Penguin search in Mannheim
February 13, 2017A spokeswomen for Mannheim's Luisen Park zoological enclosure on Monday described the theft of its Humboldt penguin as being "beyond good and evil."
Staff noticed its disappearance during a count of its some 20 birds on Saturday and concluded that the penguin had neither escaped nor been snatched by a predatory animal, she said.
"We hope that the perpetrator's common sense prevails and that he quickly gives back the penguin," said a Mannheim police spokesman, referring to illegal trade in wildlife.
The penguin's head plumage sports a distinctive "face mask."
The missing bird stands half-a-meter tall and one of its wings has a tag bearing the number 53.
Pacific coastline habitat endangered
Humboldt penguins, normally at home along Peru' and Chile's rocky Pacific coastline, are on theRed List of the International Union for Conservation of Nature (IUCN).
In the wild, Humboldt penguins feed on fish types such as Peruvian anchovy, herring and squid. They breed in dirt burrows and rock crevices.

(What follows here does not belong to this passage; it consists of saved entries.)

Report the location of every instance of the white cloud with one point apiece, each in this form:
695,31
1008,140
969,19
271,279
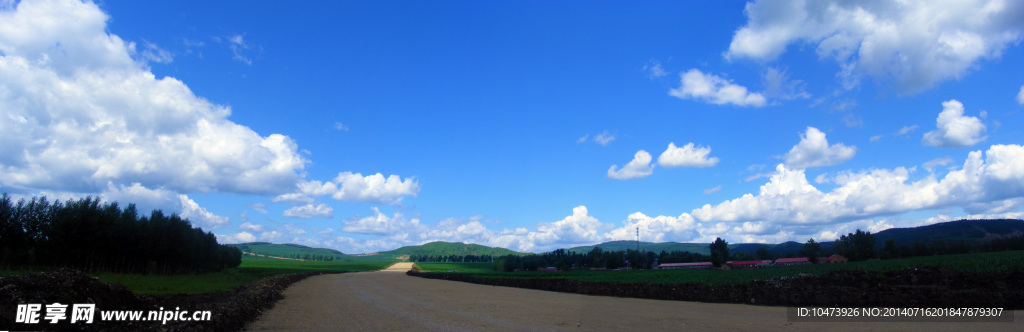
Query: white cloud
241,237
146,200
639,167
915,44
90,116
375,189
657,229
154,53
954,129
251,226
380,223
901,132
788,198
310,211
579,229
931,164
604,138
293,199
350,187
778,85
714,89
813,151
259,206
687,156
197,214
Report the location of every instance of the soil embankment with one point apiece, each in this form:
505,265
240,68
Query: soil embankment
391,300
923,287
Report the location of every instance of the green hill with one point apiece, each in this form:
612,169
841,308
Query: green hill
287,250
446,249
970,231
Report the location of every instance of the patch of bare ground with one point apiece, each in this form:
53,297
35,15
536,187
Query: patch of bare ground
392,300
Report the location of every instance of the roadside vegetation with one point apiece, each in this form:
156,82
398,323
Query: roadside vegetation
988,262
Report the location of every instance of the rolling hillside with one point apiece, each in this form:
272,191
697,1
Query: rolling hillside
970,231
286,250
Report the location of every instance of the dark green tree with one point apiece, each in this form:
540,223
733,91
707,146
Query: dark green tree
719,252
811,250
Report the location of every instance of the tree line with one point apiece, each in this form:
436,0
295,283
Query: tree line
92,236
451,258
854,246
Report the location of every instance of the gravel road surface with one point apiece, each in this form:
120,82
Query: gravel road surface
389,300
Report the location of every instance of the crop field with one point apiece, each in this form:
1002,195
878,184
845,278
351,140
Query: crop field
977,262
251,270
456,266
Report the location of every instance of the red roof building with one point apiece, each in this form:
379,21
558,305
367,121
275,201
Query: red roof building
792,261
706,264
750,263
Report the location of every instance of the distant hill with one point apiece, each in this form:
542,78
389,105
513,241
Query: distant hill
286,250
970,231
646,246
445,249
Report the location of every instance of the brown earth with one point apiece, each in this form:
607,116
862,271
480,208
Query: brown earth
392,300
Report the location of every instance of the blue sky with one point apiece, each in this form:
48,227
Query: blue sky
527,125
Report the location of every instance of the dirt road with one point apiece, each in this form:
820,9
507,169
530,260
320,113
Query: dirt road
389,300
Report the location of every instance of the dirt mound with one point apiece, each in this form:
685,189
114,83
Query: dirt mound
932,287
230,310
65,286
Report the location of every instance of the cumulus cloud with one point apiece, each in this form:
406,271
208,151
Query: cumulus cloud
901,132
790,199
147,200
913,44
200,215
154,53
714,89
380,223
310,211
88,115
657,229
639,167
241,237
813,151
355,188
251,226
687,156
953,129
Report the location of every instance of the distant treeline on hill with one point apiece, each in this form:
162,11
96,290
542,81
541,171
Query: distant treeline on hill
451,258
90,236
855,246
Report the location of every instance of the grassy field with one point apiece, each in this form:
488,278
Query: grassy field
979,262
251,270
459,267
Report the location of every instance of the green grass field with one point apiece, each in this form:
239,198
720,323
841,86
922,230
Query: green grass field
252,268
459,267
978,262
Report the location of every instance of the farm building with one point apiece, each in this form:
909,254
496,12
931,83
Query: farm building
791,261
706,264
749,263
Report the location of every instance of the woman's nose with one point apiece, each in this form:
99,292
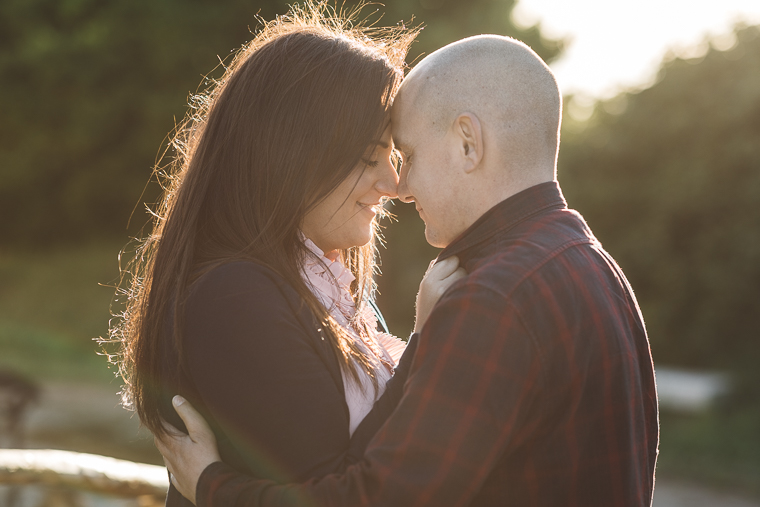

Guano harvesting depleted the species severely over the past two centuries and their numbers worldwide are put by IUCN currently at 32,000 mature individuals.
Wild penguin colonies are currently threatened by climate fluctuations and by industrial development in Chile, including the construction of coal-fired power stations and a mega port project.
In 2010, Peru decreed a set of headlandes and island harbors as protected nesting sites.
Name-giver Humboldt
The penguins, which are also kept various zoos around the world, take their name from sightings by the German explorer Alexander Humboldt in Peru the late 18th century.
Taxinomically they are known as Speniscus humboldti because their faces have eyeglass-like markings common among among about 18 varieties of penguin.
Numerous zoos and universities are involved in projects to save the penguins' coastal habitats.